At 4/20/13 01:53 PM, frootza wrote:
So deep Camo, it hurt when I was pulling it out!

He never learned to read music for a certain portion of his career. He "faked it". This is a fact.

I dislike facts that supported by thin air. I've checked through multiple bios (including his own autobiography, and I haven't seen even the slightest reference to such a statement. I mean, he comes from a musician family, was trained on the piano since the age of 5, studied polyrhythms and polytonality with Darius Milhaud and majored in music at Mills College, so I really don't where your allegations are coming from.

I'm perturbed that you "disapprove" of self discovery in favor of book knowledge. Even though he developed Third Steam, it doesn't mean that he did so by reading any music. In his later life, I'm sure he got into it. But the Take Five era wasn't tainted by theoretical knowledge.

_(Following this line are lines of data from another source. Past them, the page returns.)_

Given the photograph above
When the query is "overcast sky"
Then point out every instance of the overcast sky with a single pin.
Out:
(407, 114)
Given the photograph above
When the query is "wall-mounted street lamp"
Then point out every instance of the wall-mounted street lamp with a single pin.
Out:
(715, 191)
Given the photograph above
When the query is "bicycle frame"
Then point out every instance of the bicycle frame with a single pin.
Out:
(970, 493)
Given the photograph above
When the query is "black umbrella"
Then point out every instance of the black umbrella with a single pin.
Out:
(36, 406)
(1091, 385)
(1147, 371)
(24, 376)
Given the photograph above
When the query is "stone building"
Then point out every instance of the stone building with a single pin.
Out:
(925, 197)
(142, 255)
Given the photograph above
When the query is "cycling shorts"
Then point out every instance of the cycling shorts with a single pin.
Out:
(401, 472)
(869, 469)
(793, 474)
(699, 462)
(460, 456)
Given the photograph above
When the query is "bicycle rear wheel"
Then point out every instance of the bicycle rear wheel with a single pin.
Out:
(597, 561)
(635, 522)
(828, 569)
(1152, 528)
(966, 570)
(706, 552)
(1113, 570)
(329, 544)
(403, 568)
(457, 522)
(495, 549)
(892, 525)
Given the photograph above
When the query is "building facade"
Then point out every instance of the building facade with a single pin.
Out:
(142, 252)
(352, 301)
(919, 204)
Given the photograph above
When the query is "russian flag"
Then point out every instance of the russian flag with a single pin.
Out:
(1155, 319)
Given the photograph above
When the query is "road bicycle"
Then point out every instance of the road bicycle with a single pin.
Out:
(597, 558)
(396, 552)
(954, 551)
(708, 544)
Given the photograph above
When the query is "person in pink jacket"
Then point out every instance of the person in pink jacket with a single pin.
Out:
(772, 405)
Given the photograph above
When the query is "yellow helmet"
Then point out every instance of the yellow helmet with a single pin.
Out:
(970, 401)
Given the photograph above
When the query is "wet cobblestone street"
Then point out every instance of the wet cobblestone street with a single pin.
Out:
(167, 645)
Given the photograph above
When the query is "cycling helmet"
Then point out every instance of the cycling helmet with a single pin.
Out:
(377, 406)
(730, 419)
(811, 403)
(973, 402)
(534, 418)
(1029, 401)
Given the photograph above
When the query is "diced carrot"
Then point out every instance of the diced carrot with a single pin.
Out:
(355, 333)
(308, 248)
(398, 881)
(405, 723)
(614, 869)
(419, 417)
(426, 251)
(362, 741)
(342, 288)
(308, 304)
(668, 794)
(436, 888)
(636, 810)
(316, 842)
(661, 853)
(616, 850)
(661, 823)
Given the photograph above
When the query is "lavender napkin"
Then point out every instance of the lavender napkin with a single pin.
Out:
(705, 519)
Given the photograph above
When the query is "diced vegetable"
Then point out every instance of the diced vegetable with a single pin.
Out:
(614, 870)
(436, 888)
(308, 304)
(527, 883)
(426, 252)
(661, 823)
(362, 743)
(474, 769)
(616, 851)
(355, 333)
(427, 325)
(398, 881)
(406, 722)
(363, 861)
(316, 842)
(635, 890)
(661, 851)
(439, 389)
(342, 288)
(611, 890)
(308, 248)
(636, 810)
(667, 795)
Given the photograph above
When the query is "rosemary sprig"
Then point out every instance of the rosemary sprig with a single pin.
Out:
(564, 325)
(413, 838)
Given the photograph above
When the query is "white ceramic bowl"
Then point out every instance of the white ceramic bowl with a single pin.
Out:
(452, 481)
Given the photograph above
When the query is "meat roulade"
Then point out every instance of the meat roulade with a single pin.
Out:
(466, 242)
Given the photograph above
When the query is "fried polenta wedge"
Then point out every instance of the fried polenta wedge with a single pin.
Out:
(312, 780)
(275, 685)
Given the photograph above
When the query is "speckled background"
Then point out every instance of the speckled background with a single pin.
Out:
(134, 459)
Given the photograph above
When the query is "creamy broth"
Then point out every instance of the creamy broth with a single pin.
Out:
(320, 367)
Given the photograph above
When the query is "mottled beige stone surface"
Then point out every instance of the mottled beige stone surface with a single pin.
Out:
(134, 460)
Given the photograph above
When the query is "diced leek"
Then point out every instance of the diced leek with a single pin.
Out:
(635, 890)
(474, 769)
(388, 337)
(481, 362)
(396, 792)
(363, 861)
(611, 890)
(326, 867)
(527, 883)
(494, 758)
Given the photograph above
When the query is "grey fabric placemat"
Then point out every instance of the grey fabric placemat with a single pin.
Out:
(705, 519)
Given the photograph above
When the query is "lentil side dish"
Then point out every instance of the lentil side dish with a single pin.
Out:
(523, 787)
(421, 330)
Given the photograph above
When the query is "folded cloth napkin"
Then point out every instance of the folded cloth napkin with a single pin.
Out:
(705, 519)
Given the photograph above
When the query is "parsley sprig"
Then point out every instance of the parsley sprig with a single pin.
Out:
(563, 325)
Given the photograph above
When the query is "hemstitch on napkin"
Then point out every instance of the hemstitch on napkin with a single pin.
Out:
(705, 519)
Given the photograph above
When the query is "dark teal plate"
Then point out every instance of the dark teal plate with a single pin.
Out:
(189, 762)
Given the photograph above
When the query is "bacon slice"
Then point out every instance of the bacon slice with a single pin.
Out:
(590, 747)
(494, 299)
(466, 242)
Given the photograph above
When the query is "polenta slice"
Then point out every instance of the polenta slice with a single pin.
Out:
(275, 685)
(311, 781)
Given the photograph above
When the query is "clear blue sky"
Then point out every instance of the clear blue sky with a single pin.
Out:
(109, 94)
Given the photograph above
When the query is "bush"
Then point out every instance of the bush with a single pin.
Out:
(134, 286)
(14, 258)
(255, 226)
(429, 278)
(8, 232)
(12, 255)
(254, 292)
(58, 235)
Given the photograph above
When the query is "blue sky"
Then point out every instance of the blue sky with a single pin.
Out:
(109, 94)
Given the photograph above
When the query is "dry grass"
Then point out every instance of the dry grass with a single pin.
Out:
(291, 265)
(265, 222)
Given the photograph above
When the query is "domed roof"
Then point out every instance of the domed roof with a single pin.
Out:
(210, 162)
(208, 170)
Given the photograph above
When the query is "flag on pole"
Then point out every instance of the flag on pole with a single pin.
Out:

I never stated that I disapprove of self-discovery, I simply find it futile. I mean, I'm not in any way stating that formal education is the only way to success (I'd be the biggest offender in that regard), but whenever I find something awesome that I don't know of, I avidly search through theory books to try and theorize it so I can functionally integrate it into my music, which often times leads me to discover a whole new facet to theory I didn't know of.

In my mind, if you can't explain what you're doing, you don't really what you're doing.

My argument deals with working on your ear. You can go on about learning theory all that you want, but if your ear sucks, then your music is going to suck too (you have some cool jazz tunes, don't get me wrong. Etude was pretty great!)

Absolutely, glad we're on the same page there, although I'd also argue that the biggest factor would be imaginativity and creativity. It's one thing to know how to make it, but if you don't know WHAT to make, or make it meaningful, you're not any more advanced than you were prior to knowing it.

Your initial argument dealt with something along the lines of painting more vivid imagery with your music. But who is to say that studying theory is the only way to do this? It most definitely isn't.

To innovate in your field of work, you need to know it's extents, I thought we had previously established that. You can try and replicate people who HAVE actually learned their theory, but you can't hope to bring something new to the table.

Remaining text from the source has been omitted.